Methodology
How the archive was built — from discovery to publishing.
Overview
The Orgasm Sound Archive was built by systematically recovering audio files from captures of orgasmsoundlibrary.com stored in the Internet Archive's Wayback Machine. The pipeline ran in four stages: discovery, harvest, processing, and publishing.
Pipeline
-
Discovery
The Internet Archive's Wayback Machine CDX API was queried for captures of orgasmsoundlibrary.com audio files. Over 3,000 unique audio URLs were identified.
-
Harvest
Each audio file was downloaded from Wayback Machine captures. SHA-256 hashes were computed for integrity verification.

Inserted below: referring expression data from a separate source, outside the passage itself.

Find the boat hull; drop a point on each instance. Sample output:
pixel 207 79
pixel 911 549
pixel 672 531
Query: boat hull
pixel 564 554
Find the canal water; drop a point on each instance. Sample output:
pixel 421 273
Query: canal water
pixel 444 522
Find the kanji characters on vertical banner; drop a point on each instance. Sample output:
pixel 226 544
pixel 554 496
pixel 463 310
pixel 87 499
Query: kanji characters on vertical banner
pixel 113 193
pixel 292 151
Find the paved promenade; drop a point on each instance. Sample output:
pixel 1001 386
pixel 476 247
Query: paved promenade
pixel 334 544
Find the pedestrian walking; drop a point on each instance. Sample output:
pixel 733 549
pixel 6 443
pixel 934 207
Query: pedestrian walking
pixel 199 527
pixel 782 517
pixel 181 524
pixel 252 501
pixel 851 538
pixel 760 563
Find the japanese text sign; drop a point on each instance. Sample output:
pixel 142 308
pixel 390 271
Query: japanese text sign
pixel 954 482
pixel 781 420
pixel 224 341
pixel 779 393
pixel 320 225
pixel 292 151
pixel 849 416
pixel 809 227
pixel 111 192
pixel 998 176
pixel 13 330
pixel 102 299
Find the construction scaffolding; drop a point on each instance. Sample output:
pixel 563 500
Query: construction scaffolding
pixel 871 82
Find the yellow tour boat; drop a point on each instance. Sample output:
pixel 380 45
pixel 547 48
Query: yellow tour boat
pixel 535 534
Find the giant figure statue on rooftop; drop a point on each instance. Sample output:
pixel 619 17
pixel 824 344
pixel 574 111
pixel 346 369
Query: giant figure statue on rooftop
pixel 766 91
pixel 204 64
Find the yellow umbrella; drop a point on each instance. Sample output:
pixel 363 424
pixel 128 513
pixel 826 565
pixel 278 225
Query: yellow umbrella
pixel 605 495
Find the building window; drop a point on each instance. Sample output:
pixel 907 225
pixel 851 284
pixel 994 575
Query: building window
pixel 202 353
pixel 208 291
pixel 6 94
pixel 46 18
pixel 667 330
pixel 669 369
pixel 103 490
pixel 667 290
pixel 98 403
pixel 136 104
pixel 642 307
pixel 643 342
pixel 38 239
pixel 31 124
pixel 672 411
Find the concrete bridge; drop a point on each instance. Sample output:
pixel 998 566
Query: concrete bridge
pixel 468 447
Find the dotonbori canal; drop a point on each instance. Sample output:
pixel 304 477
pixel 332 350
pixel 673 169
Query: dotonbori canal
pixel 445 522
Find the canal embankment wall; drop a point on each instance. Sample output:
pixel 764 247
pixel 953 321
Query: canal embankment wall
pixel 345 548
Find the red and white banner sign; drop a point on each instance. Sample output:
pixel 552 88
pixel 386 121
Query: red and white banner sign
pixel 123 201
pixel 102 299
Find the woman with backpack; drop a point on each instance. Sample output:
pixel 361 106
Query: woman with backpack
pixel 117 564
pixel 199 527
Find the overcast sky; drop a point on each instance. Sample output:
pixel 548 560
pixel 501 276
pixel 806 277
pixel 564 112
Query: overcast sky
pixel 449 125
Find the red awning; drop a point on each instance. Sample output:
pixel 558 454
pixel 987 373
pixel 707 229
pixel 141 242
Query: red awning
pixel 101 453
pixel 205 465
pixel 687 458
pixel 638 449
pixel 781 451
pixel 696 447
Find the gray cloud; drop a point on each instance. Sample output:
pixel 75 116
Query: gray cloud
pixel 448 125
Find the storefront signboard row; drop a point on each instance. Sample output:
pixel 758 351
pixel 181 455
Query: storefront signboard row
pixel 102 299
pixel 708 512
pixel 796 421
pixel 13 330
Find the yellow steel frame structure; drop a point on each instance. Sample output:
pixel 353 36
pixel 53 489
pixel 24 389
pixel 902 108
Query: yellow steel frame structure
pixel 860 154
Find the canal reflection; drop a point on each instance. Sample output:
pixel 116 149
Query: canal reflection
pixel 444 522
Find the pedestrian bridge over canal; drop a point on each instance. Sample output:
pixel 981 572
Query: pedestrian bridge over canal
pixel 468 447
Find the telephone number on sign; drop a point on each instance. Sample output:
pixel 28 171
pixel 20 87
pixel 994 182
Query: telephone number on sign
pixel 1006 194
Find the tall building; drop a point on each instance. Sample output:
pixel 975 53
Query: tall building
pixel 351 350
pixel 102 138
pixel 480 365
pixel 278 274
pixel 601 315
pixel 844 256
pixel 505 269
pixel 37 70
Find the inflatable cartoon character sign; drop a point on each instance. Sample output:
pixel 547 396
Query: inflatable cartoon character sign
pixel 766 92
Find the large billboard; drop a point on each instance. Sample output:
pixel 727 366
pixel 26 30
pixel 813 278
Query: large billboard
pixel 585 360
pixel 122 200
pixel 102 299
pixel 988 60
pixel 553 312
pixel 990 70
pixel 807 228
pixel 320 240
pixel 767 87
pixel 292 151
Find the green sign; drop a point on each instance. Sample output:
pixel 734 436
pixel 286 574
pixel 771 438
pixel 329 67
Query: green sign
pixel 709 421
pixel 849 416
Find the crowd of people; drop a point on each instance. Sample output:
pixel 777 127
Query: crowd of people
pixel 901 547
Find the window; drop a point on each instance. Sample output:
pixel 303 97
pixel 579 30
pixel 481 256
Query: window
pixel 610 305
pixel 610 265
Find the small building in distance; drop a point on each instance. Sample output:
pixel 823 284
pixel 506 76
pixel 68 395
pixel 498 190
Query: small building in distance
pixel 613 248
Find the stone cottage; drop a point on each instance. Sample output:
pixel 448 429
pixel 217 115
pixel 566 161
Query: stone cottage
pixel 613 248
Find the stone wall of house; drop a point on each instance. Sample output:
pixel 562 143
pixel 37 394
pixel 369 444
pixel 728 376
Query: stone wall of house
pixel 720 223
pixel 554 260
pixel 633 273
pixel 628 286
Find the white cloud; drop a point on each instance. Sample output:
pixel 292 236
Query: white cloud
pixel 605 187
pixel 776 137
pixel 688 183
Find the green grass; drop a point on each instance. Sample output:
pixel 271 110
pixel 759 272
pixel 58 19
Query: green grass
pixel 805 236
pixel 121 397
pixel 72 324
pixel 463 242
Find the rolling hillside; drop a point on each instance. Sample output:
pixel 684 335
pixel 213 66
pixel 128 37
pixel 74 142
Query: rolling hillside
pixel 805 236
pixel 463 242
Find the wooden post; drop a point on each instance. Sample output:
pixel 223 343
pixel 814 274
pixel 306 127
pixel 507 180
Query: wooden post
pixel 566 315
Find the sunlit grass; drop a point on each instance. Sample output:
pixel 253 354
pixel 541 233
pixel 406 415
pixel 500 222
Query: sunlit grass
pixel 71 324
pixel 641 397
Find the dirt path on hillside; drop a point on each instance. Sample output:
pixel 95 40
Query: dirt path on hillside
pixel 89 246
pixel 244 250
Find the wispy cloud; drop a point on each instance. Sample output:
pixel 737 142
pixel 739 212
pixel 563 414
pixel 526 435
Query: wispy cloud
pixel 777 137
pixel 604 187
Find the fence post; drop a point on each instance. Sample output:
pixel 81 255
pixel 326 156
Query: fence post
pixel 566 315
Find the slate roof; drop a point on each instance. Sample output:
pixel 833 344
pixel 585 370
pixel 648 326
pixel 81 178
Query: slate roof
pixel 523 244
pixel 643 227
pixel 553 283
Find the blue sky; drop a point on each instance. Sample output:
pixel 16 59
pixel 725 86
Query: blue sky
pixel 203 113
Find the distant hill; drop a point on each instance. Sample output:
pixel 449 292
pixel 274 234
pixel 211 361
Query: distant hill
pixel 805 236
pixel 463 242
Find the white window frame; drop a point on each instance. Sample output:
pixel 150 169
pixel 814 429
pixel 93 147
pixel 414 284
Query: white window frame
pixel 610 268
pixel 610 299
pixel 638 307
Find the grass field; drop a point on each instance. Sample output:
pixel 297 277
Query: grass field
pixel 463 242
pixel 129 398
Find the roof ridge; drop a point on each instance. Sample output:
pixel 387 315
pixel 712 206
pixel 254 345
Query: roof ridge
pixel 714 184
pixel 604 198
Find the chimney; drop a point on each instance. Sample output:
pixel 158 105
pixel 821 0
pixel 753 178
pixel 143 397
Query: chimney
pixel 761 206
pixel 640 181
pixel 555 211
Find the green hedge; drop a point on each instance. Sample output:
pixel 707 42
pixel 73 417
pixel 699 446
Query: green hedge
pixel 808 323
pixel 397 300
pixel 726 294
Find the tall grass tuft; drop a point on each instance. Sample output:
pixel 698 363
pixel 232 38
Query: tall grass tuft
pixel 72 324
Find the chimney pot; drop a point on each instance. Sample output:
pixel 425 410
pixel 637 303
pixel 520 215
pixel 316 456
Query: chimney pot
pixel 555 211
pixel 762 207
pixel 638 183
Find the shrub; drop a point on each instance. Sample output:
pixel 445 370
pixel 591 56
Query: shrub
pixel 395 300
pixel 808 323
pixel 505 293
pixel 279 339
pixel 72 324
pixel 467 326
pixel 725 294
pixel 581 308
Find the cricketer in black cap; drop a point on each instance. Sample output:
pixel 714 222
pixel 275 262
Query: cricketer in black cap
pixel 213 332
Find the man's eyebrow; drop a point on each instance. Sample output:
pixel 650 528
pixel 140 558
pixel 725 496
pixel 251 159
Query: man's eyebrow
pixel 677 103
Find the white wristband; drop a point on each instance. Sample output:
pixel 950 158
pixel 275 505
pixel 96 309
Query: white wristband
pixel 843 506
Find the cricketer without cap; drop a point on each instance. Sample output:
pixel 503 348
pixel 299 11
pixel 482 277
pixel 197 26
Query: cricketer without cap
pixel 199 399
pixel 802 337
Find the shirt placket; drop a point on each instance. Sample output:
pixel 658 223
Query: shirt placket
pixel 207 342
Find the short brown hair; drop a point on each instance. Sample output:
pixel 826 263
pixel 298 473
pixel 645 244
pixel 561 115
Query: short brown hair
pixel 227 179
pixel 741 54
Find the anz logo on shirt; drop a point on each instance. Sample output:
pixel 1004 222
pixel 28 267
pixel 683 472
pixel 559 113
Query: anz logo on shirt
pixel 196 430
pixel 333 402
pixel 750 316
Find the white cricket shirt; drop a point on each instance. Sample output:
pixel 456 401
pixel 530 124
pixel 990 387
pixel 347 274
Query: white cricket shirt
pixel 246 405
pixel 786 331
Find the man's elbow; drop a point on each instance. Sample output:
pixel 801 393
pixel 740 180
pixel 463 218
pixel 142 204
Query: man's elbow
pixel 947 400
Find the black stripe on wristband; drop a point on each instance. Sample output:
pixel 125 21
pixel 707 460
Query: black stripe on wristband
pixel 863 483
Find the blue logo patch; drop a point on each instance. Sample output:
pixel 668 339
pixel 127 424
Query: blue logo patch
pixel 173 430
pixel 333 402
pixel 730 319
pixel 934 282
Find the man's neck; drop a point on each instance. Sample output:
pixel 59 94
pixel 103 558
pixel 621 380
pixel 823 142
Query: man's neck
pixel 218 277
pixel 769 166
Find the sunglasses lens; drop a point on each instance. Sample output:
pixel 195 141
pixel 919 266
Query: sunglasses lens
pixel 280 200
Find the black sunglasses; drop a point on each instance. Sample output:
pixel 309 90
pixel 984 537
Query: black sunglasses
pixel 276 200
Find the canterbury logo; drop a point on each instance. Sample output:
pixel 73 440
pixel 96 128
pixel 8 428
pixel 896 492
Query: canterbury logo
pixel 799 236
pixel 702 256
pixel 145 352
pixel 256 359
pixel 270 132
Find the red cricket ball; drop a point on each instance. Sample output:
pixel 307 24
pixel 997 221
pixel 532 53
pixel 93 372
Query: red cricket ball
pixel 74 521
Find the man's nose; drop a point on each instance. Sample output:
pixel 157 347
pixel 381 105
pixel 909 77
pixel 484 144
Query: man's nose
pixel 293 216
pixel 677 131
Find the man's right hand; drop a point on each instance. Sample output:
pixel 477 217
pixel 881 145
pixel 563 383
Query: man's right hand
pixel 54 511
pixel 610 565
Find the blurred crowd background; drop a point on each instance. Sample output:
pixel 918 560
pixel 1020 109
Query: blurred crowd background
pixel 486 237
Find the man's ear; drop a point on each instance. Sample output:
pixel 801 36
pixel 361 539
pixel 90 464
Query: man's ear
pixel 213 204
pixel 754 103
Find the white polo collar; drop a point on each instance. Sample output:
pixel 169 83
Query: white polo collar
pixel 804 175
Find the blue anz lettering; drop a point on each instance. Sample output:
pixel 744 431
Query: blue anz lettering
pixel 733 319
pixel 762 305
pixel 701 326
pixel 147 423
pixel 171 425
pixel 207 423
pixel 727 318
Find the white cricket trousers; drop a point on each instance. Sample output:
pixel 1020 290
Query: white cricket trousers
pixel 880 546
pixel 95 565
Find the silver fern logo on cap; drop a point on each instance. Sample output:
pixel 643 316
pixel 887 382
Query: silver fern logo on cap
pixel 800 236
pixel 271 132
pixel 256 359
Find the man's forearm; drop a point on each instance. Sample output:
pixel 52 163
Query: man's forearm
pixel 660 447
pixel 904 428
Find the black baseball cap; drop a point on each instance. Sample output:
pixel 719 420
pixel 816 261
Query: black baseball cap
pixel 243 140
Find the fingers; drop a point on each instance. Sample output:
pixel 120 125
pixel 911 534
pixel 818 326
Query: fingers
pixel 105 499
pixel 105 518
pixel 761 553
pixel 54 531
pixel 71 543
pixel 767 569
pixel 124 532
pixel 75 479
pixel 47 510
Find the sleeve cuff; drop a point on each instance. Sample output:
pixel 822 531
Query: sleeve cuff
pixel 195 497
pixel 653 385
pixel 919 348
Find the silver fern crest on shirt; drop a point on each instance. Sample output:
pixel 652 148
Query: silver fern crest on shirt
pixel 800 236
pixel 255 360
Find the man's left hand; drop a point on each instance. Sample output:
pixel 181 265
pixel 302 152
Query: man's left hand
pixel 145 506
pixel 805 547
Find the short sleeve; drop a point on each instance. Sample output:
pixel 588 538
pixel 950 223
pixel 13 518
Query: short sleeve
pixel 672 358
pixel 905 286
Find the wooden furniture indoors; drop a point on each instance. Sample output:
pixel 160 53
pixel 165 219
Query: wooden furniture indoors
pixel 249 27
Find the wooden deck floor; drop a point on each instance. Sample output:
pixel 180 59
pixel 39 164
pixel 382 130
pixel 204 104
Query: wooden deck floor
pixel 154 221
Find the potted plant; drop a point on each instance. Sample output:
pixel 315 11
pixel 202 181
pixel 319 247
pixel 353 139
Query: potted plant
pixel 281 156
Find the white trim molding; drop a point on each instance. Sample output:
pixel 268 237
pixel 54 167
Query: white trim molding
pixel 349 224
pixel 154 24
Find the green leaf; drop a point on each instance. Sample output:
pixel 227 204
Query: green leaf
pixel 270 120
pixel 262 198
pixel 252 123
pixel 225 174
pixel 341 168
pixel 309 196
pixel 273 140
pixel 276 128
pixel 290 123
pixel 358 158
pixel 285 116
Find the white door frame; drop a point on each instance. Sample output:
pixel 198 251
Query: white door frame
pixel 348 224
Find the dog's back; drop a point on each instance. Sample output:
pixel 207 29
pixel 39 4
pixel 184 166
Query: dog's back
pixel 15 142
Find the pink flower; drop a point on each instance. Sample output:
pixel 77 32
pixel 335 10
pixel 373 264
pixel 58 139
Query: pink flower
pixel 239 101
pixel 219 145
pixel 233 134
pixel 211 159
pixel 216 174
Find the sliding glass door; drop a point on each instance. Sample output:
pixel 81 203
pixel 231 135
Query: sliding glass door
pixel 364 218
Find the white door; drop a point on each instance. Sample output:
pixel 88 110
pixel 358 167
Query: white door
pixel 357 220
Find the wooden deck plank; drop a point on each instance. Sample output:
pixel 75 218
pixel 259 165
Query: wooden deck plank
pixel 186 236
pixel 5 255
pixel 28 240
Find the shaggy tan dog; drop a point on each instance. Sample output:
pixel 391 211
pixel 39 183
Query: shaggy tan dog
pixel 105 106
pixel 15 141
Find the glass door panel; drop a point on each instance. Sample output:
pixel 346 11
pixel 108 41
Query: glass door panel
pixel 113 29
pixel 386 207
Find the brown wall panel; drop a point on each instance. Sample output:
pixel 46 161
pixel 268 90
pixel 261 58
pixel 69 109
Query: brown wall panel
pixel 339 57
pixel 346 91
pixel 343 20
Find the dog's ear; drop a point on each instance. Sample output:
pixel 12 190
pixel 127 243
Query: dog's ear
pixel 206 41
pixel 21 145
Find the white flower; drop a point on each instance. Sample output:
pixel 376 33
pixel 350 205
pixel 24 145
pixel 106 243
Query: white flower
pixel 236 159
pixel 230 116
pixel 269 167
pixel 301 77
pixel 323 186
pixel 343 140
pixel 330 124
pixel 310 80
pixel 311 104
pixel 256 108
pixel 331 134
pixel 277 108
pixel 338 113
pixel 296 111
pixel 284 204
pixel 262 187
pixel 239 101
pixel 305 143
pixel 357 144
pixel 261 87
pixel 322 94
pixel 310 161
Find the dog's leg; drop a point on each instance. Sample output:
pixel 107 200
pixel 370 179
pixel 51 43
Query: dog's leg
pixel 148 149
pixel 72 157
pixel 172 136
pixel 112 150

Download state was tracked in SQLite.
-
Processing
Metadata was extracted from CSV manifests and merged with the download state. Duration, format, tags, and provenance data were normalized into a unified catalog.
-
Publishing
Audio files are served from Cloudflare R2. The catalog is a static Astro site with 3,570 individual recording pages, deployed via a Cloudflare Worker.
Integrity
Every recording has a SHA-256 checksum computed at download time. The checksum is stored in the catalog and displayed on each recording's detail page, allowing independent verification against the Wayback Machine source.
Provenance
Each file's Wayback Machine capture URL and capture timestamp are preserved in the catalog. This links every recording to the specific snapshot from which it was retrieved, providing a full chain of custody from the original site to this archive.
Completeness
3,352 unique audio files were identified and successfully downloaded from the Wayback Machine. A small number of additional URLs were found in the CDX index but could not be retrieved (timeout, corrupt capture, or duplicate hash). Those are excluded from the published catalog.